Patrick – Jun 11, 2020

Victim Location 94925

Total money lost $196

Type of a scam Online Purchase

Similar experience to others here.

Renewed based on mail communication that strongly implies official USCG affiliation. Website uses similar color schemes, has a USCG vessel, and modified maritime emblem. This was the 2nd renewal of 2 years so I paid a total of $600 which is precisely $196 more than the base fees that the USCG charges for renewals.

The fees are nearly 200% more for renewal registrations of USCG documentation. The USCG charges $26 per year. This place charges $75.

I did not realize this until I received a renewal notice from the USCG that explained the fees along with my pending renewal date.

When I contacted this company to ask what I was getting for the additional $49 per year I was spending they immediately jumped to legal actions and threatening collections.

"Dear Managing Owner,

Again, as previously stated, all applications and processing fees are non-refundable as agreed by you in our terms and conditions.

Any unwarranted and fraudulent charge-back against our company will be contested. Please be advised that if that is the case we will then communicate directly with your financial institution and will no longer communicate directly with you. To recover fees for services requested by you and rendered by our company, be advised that your file may be placed into collections and this may negatively affect your credit. Additionally, this email will be forwarded to all parties involved, including retain legal counsel."

Further there is direct reference to USCG laws 46 CFR 67.500(e) regarding refunds in their language:

"I agree to pay the above total amount according to the card issuer agreement and hereby authorize the charge for the total amount above for the processing of selected USCG documents. I understand that my application will be processed in the order in which it is received by Maritime Documentation Center, a private fee for service documentation company, not owned or operated by any governmental agency. I understand that application and processing fees are non-refundable as per Maritime Documentation Center’s no refund policy and as per 46 CFR 67.500(e)."

Allen –

Victim Location 94618

Total money lost $49

Type of a scam Online Purchase

Maritime Documentation Center

Fraudulently Purporting to Represent The United States Coast Guard In Collecting Vessel Documentation Fees

In late October, 2019, I received by mail a letter from Maritime Documentation Center purporting to be an authorized representative of the United Coast Guard in collecting annual vessel registration fees and issuing the required Certificate of Documentation. Each year since purchasing our sailboat, I have received a similar notice from the United States Coast Guard in late October or early November, so I thought this was our annual registration fee notice. The only difference this year is that the annual renewal fee was $75.00 instead of the usual $26.00. I assumed the registration fee had been raised.

After submitting my renewal application to Maritime Documentation Center, I began to wonder why the fee was so much higher than what I had been paying in the past. I went online and reviewed the Better Business Bureau (BBB) complaint summary for this company (attached) which indicates that Maritime Documentation Center is not an accredited business.

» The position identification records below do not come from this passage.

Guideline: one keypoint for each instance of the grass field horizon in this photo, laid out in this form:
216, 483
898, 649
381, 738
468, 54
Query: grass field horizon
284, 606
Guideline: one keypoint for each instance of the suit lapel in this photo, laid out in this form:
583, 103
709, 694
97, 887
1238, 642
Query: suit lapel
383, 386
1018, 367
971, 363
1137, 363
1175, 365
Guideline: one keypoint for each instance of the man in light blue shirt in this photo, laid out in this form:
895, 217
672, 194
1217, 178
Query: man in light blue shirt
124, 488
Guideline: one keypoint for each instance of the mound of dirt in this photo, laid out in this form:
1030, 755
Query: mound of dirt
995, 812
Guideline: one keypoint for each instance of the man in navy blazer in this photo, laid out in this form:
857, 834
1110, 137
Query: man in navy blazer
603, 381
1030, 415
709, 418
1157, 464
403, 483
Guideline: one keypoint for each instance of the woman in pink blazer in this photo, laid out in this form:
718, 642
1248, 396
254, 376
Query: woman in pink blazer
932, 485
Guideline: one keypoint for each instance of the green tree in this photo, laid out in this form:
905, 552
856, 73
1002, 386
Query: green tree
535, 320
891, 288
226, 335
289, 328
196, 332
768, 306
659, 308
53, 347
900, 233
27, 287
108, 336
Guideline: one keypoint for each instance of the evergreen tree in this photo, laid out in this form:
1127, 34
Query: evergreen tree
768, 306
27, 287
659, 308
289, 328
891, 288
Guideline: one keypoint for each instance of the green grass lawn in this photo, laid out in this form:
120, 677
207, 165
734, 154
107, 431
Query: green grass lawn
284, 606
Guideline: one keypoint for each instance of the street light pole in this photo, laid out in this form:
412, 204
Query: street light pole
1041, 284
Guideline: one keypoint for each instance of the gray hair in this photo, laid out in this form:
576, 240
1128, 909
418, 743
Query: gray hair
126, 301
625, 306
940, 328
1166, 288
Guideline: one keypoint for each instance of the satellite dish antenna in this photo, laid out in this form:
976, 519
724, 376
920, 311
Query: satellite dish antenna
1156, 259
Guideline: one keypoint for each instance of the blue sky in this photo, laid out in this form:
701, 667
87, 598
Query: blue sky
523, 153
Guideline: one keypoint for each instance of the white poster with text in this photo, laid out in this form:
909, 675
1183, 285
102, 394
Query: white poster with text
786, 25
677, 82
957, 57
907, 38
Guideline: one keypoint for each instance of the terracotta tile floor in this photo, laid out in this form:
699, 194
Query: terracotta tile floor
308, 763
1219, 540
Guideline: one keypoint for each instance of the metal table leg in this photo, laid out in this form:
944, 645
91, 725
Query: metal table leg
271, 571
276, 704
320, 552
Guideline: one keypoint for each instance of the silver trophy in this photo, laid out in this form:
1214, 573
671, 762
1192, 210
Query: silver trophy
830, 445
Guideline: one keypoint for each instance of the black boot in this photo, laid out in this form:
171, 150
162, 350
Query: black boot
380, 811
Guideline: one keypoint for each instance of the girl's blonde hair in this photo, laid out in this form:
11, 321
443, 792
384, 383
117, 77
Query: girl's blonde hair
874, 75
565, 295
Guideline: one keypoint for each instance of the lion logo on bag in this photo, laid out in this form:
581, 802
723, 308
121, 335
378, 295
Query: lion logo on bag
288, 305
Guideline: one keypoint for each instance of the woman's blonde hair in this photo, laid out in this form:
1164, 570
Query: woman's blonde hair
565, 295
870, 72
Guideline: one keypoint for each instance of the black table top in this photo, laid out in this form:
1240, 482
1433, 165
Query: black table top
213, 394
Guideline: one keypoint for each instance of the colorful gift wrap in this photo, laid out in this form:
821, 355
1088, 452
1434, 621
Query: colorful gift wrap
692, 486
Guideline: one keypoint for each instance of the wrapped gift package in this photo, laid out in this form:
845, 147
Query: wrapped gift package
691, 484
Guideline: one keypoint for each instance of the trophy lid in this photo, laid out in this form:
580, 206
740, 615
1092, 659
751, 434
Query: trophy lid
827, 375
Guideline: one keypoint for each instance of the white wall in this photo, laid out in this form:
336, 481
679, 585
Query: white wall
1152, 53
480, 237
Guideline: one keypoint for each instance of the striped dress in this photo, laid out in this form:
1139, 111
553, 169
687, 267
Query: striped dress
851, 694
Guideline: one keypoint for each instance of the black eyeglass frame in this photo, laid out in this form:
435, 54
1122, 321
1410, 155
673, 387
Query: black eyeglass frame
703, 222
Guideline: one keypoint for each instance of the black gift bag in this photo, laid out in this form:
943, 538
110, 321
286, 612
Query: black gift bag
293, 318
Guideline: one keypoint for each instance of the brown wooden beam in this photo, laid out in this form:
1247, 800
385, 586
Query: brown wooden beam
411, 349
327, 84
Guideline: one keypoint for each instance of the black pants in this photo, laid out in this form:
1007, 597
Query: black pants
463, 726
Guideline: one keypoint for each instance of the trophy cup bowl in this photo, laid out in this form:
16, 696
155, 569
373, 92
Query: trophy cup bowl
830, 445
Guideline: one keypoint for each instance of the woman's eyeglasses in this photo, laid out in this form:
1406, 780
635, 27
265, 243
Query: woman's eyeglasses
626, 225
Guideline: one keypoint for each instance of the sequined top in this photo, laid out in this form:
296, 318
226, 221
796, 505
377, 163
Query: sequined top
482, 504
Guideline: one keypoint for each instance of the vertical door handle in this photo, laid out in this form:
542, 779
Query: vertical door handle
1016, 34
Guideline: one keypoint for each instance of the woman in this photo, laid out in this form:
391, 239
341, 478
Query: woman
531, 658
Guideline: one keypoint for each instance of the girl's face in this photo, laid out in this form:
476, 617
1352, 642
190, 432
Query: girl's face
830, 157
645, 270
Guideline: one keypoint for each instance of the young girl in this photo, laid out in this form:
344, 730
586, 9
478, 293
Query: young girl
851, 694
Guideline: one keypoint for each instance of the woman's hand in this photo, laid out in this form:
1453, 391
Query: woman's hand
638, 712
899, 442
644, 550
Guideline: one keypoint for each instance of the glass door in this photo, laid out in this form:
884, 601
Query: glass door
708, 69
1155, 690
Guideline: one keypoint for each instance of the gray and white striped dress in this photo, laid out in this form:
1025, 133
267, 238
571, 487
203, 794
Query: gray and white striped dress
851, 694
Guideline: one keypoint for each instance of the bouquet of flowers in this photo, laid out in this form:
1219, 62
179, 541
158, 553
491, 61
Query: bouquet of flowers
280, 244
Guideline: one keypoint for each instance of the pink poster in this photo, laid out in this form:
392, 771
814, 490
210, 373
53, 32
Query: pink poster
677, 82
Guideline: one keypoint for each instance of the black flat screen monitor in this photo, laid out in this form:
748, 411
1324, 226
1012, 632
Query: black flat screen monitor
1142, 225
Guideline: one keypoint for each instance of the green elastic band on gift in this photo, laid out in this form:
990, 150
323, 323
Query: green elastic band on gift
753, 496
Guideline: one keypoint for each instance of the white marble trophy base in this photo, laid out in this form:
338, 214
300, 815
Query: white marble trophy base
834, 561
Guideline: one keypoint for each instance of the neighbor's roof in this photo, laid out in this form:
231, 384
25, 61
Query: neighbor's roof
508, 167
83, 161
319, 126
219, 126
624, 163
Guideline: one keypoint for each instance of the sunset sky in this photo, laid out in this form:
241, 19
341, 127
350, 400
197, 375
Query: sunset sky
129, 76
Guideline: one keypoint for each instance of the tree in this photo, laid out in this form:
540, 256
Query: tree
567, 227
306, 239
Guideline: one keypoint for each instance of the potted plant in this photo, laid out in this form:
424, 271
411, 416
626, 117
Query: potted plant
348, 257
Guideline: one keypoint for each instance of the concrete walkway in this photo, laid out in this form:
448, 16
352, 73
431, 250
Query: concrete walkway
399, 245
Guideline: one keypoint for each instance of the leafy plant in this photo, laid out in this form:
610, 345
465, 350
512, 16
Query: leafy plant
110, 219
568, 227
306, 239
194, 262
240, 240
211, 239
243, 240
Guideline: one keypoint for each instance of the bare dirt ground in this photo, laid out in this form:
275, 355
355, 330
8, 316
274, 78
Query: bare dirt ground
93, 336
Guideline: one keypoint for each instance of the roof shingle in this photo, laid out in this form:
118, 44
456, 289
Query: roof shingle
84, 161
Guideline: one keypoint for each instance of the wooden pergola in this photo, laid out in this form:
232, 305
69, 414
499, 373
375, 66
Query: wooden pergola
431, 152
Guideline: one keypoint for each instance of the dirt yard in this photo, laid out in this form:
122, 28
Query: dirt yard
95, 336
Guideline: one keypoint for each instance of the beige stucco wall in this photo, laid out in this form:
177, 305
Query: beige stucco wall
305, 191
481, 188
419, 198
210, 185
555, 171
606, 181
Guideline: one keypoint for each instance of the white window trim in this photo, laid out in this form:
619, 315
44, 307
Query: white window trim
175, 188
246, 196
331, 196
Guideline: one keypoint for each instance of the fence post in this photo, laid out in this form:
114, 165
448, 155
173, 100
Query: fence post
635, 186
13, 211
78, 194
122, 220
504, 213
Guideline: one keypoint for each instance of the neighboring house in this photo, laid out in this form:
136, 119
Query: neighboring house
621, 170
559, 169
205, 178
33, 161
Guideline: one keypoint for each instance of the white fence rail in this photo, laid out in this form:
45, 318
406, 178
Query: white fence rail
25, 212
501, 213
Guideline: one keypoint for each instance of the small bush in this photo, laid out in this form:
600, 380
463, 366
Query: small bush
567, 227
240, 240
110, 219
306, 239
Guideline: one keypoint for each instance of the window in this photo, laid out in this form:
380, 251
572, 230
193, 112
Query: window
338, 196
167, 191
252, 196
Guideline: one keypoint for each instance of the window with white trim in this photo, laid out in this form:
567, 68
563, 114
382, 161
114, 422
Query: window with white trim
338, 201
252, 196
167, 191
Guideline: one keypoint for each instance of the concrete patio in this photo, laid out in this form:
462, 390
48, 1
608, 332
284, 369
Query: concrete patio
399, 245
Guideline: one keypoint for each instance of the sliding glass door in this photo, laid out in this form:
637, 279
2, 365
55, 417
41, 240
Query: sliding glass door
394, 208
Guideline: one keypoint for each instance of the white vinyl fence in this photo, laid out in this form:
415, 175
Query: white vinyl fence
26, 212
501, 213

The “Pattern of Complaint” indicates that “Consumers allege that they are misled to believe they are on the U.S. Coast Guard’s website and are charged excessive fees to submit their vessel documentation. Additionally, the confirmed via information on the United States Coast Guard’s website that the U.S. Coast Guard’s National Vessel Documentation Center (NVDC), located in Falling Waters, West Virginia, is the only entity authorized to issue Certificates of Documentation (CODs), Form CG-1270.”

The Coast Guard News article “Boater Beware: Vessel Documentation Fraud Lurks Online” states that the U.S. Coast Guard’s National Vessel Documentation Center is the only authorized entity to issue Certificates of Documentation.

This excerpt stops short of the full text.